After several weeks of being sixty-six-year-old Anna, she had returned to thirty-three-year-old Anu during the night.
Which was just as well, because she and Enlan had decided to go back to Fat Cow Falls that day. Enlan had been feeling very Earthbound and hoped he could connect with Enanika again in the pool. The cliff would be far easier for Anu to navigate than Anna.
“Have you lost something?” Enlan asked when they met at the entrance to the falls.
Anu frowned slightly and tilted her head.
“No. I don’t think so.”
He smiled, waiting. “A few years, maybe.”
She laughed. “Oh. Yes. That. It happened overnight.”
As they climbed over the fence with the No Access sign, sunlight played between the trees. Anu thought of one of Enlan’s favourite sayings back on Enanika: The rules don’t apply to me. He carried the sense that rules were more like suggestions.
She wondered if she might try the pool herself today.
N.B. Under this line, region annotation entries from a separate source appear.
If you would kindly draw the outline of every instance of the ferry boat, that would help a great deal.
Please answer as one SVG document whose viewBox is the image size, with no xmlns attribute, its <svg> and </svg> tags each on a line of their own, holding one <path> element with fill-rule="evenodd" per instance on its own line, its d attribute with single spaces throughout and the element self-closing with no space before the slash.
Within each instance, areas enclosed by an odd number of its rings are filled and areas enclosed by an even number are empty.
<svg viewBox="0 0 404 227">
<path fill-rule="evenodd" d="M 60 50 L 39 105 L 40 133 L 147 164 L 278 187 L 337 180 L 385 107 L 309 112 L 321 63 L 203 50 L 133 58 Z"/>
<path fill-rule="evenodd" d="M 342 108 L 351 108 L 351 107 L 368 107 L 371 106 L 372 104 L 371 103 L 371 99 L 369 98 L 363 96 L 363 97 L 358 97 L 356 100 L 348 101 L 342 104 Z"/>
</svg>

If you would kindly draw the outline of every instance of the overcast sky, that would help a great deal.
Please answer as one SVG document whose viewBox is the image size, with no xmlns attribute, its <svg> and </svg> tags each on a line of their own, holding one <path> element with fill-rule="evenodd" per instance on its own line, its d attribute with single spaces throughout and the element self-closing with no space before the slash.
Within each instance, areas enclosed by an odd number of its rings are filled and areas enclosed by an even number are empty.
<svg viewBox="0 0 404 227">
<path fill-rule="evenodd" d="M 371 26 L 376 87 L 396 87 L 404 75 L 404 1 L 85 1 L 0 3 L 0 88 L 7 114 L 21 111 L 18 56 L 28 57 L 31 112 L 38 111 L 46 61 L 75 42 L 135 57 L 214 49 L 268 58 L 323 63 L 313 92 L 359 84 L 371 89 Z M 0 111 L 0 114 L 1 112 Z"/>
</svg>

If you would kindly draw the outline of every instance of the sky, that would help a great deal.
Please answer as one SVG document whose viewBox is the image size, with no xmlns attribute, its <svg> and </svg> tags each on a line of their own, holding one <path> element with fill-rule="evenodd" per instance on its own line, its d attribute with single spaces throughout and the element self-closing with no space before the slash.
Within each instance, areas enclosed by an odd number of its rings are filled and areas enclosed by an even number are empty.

She’d assumed the hot mineral spring at the hermitage of Ling-Shi-La was her point of access to Enanika, but perhaps that wasn’t the only doorway available to her.
It was a mild morning before what promised to be a hot afternoon. The pool would have warmed from a week of hot weather, making it more inviting than before.
She managed the track more easily than on her last visit, and Enlan hurried ahead, anxious to get into the water.
The falls were bright. Sunlight flashed off the water. The pool did indeed look inviting, dark and still at its centre.
Enlan didn’t wait. He kicked off his shoes, tugged his shirt over his head, and let it drop onto a large flat rock. Already in his bathers, he stepped into the water and waded to the middle.
Anu was nearly down. Just a little further.
She watched him from above. He sank beneath the surface, reaching for home.
Then came a sound.
Low at first. A deep shifting, like the earth clearing its throat.
Anu stopped.
The cliff moved.
There was no time to react. No moment for fear. The ground simply gave way. Rock, dirt, and heavy slabs of earth broke loose, pouring downward in a sudden, overwhelming rush.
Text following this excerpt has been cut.